GUERRE EN UKRAINE : L’IMPACT ENVIRONNEMENTAL

Char et débris pendant la guerre en Ukraine
Credit photo KATE KORENEVA| Motion array

La guerre en Ukraine fait chaque jour des victimes, mais l’environnement fait partie de celles qui souffrent en silence. Nous ne sommes pas des témoins directs de la guerre, mais nous n’en voyons pas la fin car il n’y a pas le moindre signe indiquant un cessez-le-feu. L’évaluation environnementale est peut-être prématurée, mais n’oublions pas que les effets des radiations de la Seconde Guerre mondiale sont encore frais dans la mémoire collective. Ce nouveau conflit retient de plus en plus l’attention des organisations œuvrant pour la protection de l’environnement. C’est notamment le cas de l’ONG Ukrainian Conservation Group (UNCG).

L’impact environnemental

Les effets dévastateurs de la guerre peuvent être regroupés en deux : les dommages directs et les dommages indirects. Les dommages directs comprennent la destruction de bâtiments et d’infrastructures, les pertes humaines et les coûts d’assistance médicale aux blessés. Les dommages indirects font référence aux ressources en eau, à l’érosion des sols, à la contamination par des matériaux d’armes nucléaires et chimiques, etc.
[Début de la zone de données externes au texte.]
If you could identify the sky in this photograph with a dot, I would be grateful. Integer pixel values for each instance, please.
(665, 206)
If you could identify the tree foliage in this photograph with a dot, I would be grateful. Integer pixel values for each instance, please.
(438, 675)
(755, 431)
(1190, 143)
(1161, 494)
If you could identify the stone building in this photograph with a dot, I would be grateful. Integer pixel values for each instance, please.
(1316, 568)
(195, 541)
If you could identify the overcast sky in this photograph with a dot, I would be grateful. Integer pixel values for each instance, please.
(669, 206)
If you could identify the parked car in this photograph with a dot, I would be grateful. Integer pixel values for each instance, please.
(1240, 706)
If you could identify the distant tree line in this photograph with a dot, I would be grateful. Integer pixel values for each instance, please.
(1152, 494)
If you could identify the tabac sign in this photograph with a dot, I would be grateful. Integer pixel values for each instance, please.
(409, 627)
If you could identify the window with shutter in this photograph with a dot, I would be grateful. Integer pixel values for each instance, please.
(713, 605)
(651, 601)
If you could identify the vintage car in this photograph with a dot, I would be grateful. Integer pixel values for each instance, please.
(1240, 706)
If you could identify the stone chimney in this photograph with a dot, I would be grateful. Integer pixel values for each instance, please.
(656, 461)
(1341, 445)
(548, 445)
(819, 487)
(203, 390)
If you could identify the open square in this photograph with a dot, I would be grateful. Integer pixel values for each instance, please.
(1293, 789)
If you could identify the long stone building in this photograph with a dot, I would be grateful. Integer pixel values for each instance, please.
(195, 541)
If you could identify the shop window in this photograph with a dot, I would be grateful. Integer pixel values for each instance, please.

L’Ukraine possède de nombreuses industries. Leur destruction pollue l’air, l’eau et le sol par des substances toxiques.  Les incendies et effondrements de bâtiments font planer des menaces sur le plan sanitaire. Les frappes destructrices et véhicules de guerre causent l’émission de métaux lourds et de gaz à effet de serre. De sérieux risques accrus de cancers et de maladies respiratoires sont également à craindre.
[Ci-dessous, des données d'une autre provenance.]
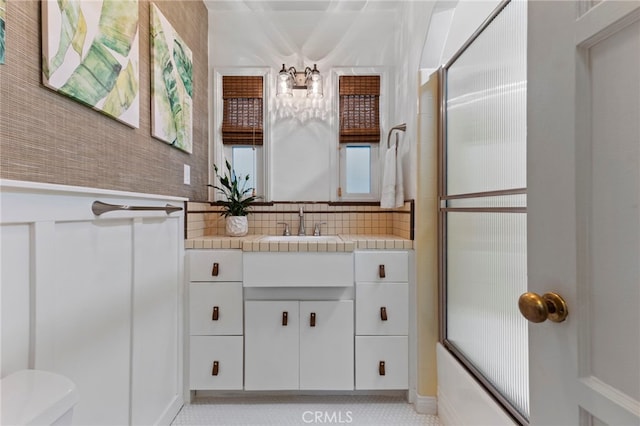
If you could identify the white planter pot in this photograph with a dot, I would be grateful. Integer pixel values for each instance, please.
(237, 226)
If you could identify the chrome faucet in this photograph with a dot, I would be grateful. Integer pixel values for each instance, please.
(301, 227)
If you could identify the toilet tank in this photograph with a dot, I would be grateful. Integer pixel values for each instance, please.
(35, 397)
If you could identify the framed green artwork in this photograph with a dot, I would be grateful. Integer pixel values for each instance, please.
(171, 84)
(90, 53)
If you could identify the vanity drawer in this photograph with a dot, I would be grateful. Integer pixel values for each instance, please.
(382, 308)
(215, 265)
(215, 308)
(382, 362)
(215, 362)
(382, 266)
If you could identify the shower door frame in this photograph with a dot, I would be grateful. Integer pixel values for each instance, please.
(443, 198)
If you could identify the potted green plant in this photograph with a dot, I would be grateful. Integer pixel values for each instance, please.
(238, 200)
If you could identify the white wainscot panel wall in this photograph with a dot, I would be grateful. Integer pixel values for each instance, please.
(95, 298)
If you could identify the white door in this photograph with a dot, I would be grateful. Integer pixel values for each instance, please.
(583, 217)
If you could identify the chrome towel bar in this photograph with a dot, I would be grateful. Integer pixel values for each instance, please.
(401, 127)
(98, 207)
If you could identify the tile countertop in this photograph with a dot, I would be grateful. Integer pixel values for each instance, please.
(346, 243)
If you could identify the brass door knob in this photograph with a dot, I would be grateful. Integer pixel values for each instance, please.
(550, 306)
De plus, si la centrale électrique est attaquée, les actions du président russe entraîneront une énorme augmentation de la quantité de déchets. Les risques restent imminents, comme en témoigne l’incendie de la centrale nucléaire de Zaporijjia le 4 mars 2022. En effet, la destruction de ces centrales nucléaires entraînerait une grave exposition aux radiations. Cela conduira également à la dégradation des sols, à la destruction des écosystèmes et de la biodiversité.

En six mois, la Russie a perdu 5 420 véhicules militaires au cours de la guerre, selon l’armée américaine. Les débris de construction, les déchets ménagers et médicaux non collectés apporteront leur lot de préoccupations environnementales. Certains d’entre eux contiennent de l’amiante, des biphényles polychlorés (PCB) et des métaux lourds. Leur manipulation, leur transport et leur élimination nécessitent des procédures spécifiques. Les espaces protégés et les forêts ne seront pas en reste. Leur destruction aurait un impact considérable sur le réchauffement climatique dans ce pays et au-delà des frontières.

À l’aube d’une crise humanitaire

Selon l’OECD (Organisation for Economic Co-operation and Development), « en raison des dommages causés aux infrastructures d’approvisionnement en eau, on estime que 1.4 million d’Ukrainiens sont actuellement totalement privés d’eau potable et que 4.6 millions d’autres n’y ont accès que de façon restreinte ». Une grande crise humanitaire est inévitable.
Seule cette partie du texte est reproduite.